The current national coal index: The weighted average of the change in the price level of coal compared to a benchmark year.

The future national coal index: The weighted average of the change in the price level of coal prevalent at the time when the company begins extracting coal and becomes liable to pay royalty.

On June 4, the coal ministry released a document which listed representative prices of different grades of coal based on March 2020 prices, which it said would be used for the purpose of the first round of commercial coal auctions. The same day, it also published the current national coal index, using the year 2017-’18 as the benchmark.

Based on these two sets of numbers, and assuming a 10-point increase in the national coal index in the future, Scroll.in calculated the per tonne premium at the floor rate of 4% revenue share for different grades of coal.

Put simply, we calculated the minimum assured revenue that states would earn at the 4% floor set by the Centre at current prices.

We found that 4% of the notional price would yield premiums ranging between Rs 48 per tonne for Grade 14 to Rs 115 per tonne for Grade 7 coal. These are the grades that constitute the bulk of non-coking coal available in India. For coking coal, the premiums are higher – but at least one grade still falls below Rs 150 per tonne, the floor price in the coal auctions held so far.

The table shows what 4% of revenue share would amount to, in terms of per tonne output, for different grades of Indian coal at current prices, assuming a 10-point increase in the national coal index.

Here it is worth noting that there was no floor price for the 2015 reverse bidding auctions for coal blocks for the power sector, yet the lowest winning premium in those auctions still came to Rs 202 per tonne.

Why this is a concern for states

Setting the floor revenue share as low as 4% could depress the auction revenues, said Sudiep Shrivastava, a lawyer based in Chhattisgarh, who was a litigant in the Supreme Court case that resulted in the cancellation of captive coal blocks in 2014. “It has been seen in a large number of auctions that if the floor price is kept low, the winning bids also get affected,” he said.

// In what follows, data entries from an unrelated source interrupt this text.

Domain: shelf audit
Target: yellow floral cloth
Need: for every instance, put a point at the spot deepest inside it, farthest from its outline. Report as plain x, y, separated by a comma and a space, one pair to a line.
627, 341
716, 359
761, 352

While the Central government has explicitly said the aim of the auctions is not revenue maximisation, Shrivastava pointed out such arguments had come up to justify captive coal mine allocations which the Supreme Court had cancelled. “Keeping the floor price unrealistically low will allow the sale of precious mineral wealth at throwaway prices,” he said.

Said Tim Buckley: “Given the massive community and environmental externalities of coal mining and use, it is entirely suboptimal for India to encourage private investment by dramatically lowering the revenue the government will receive.”

Here, it is important to point out that coal mining states have to bear the brunt of these externalities. In recent years, they have already been complaining about state royalties from coal mines remaining stagnant for six years while the clean energy cess charged by the Centre rose from Rs 50 per tonne to Rs 400 per tonne.

In a letter to the Union coal ministry last year, Odisha chief minister said: “The central government has collected about Rs 17,300 crores [from coal produced in the state] up to March 2018 whereas during this period the royalty received by the state is only about Rs 11,000 crore.” He added: “The state continues to bear the brunt of the adverse effect of coal mining on the environment beside increased strain on water resources and infrastructure coupled with the displacement of people.”

Lower revenues for states because of a lower floor benchmark set by the Centre for commercial coal mine auctions will exacerbate this faultline.

In the suit filed in the Supreme Court, Jharkhand government has argued that “coal is one of the most important known sources of energy and therefore, is a vital natural resource which cannot be plundered by a farcical auction” without consulting the state.

Scroll.in emailed questions to coal secretary Anil Kumar Jain, but they went unanswered. This story will be updated if he responds.